- The poster for UFC 332: Silva vs. Wang
- Promotion: Ultimate Fighting Championship
- Date: October 3, 2026
- Venue: Delta Center
- City: Salt Lake City, Utah, United States

Event chronology
| UFC Fight Night: Rosas Jr. vs. Barcelos | UFC 332: Silva vs. Wang | UFC Fight Night: Allen vs. Duncan |

= UFC 332 =

Mixed martial arts event in 2026

UFC 332: Silva vs. Wang is an upcoming mixed martial arts event produced by the Ultimate Fighting Championship that is scheduled to take place on October 3, 2026, at the Delta Center in Salt Lake City, Utah, United States.

==Background==
The event will mark the promotion's fifth visit to Salt Lake City and first since UFC 307 in October 2024. This will be the first numbered event main card to air on CBS.
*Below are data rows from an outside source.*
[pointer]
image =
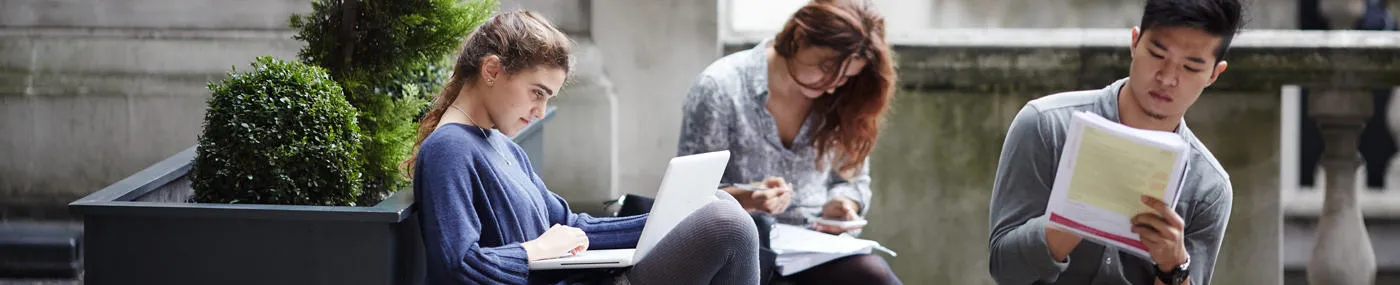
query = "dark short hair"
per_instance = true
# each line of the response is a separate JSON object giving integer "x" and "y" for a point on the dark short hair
{"x": 1215, "y": 17}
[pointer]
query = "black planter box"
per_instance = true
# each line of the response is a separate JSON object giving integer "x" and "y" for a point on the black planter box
{"x": 140, "y": 231}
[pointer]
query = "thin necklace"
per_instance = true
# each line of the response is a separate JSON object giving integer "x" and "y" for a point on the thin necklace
{"x": 483, "y": 133}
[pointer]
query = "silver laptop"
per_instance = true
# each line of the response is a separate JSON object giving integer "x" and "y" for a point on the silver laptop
{"x": 689, "y": 183}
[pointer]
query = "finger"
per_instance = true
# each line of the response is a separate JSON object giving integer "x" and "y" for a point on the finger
{"x": 759, "y": 194}
{"x": 774, "y": 207}
{"x": 1148, "y": 235}
{"x": 1162, "y": 210}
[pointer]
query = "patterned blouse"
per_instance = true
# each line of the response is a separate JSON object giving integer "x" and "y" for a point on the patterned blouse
{"x": 725, "y": 109}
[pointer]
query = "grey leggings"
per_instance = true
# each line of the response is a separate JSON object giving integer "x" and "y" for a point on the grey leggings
{"x": 718, "y": 243}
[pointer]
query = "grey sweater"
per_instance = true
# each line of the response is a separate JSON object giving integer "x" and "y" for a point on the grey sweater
{"x": 1026, "y": 172}
{"x": 725, "y": 109}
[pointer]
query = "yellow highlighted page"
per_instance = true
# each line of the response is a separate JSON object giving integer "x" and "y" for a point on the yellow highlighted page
{"x": 1117, "y": 172}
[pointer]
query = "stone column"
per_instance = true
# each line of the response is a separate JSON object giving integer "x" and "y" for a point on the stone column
{"x": 1341, "y": 253}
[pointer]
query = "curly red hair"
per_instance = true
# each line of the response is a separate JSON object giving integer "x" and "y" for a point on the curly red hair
{"x": 851, "y": 115}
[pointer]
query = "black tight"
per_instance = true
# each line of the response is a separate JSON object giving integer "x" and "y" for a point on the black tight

A UFC Women's Flyweight Championship bout for the vacant title between Natália Silva and Wang Cong is scheduled to headline the event. The original championship bout was supposed to be between current two-time champion Valentina Shevchenko and Silva, which was initially scheduled to serve as the co-main event and later moved to the main event. However, Shevchenko withdrew due to a ligament injury to her back and shoulder that will leave her sidelined for a year, which led to the cancellation of the bout and the title being vacated.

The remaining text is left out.